A far better approach to preventing bot traffic from killing your ad campaigns would be to deploy a click fraud solution that’s backed by cybersecurity-levels of detection and Machine Learning technologies. This can analyze every single impression against more than 1000 cybersecurity tests to analyze if a click or impression is from a human or not, whether it arrives from a data center or not.

Bots moving from data centers to residential IP addresses

Indeed, though many traditional attacks come via data centers that are using bot/automation tools, more sophisticated click fraud attacks require far more protection. In more and more cases attacks use a legitimate environment including residential networks. To appear even more human, today’s bad bots increasingly use residential IP addresses instead of data center IPs, even though this is more expensive than center IPs. Secondly, bad bot traffic also deploys mobile ISPs when the cheaper residential or data center options are not effective. Thirdly, a significant fraction of bot attacks perpetrating ad fraud also use smartphones and PCs that have been infected with malware or compromised browsers, browser add-ons/ plugins, and apps.

In most cases, we find that bot runners shelling out on expensive residential IPs or mobile ISP proxies are highly motivated.

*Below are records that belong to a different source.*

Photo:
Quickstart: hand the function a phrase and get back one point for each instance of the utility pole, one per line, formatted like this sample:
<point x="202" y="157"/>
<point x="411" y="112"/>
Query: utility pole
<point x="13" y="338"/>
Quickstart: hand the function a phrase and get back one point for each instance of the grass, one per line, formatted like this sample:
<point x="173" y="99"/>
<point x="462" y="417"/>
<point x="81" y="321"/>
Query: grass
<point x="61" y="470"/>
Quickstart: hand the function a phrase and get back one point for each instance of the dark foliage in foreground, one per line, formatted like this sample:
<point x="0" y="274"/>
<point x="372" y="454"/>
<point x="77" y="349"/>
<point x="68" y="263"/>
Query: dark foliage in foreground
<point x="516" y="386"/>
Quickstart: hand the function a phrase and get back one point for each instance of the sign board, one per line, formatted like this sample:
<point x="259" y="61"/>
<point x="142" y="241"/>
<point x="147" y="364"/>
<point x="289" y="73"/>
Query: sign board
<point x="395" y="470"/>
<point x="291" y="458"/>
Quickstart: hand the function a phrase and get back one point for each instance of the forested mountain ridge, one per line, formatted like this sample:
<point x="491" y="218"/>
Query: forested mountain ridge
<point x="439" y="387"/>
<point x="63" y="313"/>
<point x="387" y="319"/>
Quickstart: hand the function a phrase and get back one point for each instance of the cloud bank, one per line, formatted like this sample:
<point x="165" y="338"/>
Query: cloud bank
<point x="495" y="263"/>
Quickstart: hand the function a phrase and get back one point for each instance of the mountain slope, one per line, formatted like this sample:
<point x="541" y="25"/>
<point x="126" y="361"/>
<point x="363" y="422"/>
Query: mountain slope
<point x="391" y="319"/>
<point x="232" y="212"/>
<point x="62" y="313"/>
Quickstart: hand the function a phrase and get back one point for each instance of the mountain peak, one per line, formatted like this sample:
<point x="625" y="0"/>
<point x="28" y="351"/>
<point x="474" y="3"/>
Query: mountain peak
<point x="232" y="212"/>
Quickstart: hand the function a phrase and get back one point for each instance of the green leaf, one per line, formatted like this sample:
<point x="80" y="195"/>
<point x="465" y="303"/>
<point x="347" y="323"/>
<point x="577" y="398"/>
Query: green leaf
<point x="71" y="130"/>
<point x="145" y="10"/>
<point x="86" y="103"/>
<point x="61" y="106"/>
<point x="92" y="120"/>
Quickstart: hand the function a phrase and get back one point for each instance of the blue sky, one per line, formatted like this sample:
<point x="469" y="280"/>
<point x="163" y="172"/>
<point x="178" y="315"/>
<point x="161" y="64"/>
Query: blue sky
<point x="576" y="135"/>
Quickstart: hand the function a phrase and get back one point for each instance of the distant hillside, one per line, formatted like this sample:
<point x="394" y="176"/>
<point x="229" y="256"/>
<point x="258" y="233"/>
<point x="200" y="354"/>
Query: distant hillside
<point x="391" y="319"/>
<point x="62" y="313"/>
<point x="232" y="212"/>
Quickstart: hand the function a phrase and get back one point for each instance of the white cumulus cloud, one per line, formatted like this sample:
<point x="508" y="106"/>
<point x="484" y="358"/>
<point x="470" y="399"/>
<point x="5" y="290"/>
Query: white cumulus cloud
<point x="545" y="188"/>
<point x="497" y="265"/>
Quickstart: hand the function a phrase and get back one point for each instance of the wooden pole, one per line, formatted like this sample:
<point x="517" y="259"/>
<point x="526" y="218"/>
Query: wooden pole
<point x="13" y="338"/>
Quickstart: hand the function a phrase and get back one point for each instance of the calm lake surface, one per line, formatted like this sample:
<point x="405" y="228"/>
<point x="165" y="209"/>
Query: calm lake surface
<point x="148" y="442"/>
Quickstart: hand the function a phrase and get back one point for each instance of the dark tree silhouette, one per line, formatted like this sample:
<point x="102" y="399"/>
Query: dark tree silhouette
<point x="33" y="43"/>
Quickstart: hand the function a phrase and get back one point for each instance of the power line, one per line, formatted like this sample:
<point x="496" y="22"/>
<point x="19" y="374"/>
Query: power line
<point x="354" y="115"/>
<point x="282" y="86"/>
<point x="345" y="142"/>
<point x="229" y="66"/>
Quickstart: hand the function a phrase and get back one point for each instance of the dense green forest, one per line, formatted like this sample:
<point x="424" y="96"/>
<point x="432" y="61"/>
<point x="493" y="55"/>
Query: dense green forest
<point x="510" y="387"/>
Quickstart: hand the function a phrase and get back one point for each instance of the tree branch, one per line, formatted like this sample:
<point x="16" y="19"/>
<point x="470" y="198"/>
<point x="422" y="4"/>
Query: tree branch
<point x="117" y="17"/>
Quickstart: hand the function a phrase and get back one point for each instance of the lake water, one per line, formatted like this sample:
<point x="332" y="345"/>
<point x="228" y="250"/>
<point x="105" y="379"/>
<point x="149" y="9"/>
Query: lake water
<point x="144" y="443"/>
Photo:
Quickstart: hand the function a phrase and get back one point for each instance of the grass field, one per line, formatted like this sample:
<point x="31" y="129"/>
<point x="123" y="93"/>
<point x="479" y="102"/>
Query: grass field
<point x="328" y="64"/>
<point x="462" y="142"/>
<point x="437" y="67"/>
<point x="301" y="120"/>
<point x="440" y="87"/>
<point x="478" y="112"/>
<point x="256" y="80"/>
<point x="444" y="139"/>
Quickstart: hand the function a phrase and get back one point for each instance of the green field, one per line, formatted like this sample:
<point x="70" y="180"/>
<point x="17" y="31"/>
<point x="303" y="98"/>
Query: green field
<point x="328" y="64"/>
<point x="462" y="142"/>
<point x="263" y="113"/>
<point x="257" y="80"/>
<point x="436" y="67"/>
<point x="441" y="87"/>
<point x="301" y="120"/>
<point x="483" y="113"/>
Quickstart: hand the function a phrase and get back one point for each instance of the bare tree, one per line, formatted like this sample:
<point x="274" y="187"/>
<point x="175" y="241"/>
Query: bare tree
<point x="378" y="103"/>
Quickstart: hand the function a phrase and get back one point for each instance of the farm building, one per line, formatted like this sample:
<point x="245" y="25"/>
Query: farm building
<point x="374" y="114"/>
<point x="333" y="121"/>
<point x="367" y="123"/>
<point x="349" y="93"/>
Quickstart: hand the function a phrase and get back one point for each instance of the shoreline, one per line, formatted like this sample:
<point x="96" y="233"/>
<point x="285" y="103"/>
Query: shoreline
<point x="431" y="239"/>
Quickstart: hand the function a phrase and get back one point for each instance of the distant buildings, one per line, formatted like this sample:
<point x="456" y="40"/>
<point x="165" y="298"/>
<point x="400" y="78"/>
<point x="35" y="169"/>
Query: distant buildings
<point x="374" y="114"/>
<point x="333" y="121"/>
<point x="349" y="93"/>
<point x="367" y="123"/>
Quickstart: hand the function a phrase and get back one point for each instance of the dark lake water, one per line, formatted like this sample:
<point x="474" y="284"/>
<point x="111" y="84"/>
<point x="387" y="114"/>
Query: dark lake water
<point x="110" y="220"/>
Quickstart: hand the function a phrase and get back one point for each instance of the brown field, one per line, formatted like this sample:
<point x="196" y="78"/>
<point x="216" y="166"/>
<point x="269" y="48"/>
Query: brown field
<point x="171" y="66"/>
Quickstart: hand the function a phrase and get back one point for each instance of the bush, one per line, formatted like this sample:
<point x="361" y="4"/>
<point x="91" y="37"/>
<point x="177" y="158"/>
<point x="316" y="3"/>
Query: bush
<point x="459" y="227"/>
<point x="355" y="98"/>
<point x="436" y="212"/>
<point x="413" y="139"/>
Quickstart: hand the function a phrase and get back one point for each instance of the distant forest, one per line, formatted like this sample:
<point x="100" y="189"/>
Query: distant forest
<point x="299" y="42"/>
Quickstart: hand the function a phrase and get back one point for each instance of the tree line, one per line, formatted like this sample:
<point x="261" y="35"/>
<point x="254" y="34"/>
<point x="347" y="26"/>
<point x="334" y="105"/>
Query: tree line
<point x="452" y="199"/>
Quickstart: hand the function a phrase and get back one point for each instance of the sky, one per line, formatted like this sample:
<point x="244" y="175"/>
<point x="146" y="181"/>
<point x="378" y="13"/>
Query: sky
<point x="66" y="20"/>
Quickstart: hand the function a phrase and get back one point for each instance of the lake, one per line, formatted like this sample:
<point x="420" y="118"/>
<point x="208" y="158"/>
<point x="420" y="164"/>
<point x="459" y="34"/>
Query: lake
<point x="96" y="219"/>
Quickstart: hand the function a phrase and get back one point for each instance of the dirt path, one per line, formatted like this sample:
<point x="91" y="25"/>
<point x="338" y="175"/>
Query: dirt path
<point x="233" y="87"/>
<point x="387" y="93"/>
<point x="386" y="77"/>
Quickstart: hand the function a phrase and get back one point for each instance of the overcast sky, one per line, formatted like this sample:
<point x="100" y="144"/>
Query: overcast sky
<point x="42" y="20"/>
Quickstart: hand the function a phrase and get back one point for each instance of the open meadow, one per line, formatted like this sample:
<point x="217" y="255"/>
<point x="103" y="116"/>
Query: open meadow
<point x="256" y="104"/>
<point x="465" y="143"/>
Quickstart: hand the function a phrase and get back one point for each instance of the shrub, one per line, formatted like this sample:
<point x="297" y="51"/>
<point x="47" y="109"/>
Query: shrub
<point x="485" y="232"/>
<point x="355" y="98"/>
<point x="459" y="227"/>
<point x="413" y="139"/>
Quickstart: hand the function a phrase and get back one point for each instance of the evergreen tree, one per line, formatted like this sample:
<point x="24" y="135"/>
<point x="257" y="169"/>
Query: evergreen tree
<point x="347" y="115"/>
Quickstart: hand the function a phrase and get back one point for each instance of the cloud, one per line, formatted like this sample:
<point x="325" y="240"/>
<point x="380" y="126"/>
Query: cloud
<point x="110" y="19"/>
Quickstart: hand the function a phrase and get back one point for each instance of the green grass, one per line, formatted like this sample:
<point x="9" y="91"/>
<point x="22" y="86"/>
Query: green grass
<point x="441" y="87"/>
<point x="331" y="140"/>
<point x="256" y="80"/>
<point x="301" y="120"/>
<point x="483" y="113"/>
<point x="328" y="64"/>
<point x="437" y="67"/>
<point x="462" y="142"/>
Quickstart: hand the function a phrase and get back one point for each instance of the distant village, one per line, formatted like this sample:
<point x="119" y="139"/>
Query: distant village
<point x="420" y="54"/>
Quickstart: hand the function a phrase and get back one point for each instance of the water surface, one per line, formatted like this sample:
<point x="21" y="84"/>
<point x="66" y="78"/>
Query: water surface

They will often also lie about the user agent and modify their fingerprints, as well as the HTTP headers sent out to investigators. It is a given that today’s bots are almost indistinguishable from legitimate human traffic able to execute JavaScript and leveraging real browsers or browsers executed “headlessly”* such as Chrome, Firefox, and Internet Explorer [ *headless browsers allow the execution of a full version of the latest browser while controlling it programmatically. It can be used on servers without dedicated graphics or display, meaning that it runs without its “head”, the Graphical User Interface (GUI). In headless mode, it’s possible to navigate from page to page without human intervention, confirm JavaScript functionality, and generate reports].

Use of data centers accounts for most ad fraud attacks, but reliance on industry blocklists are certainly not enough even in tackling this issue. With bot sophistication enhancing daily, we must keep ahead of attacks from the data center and beyond.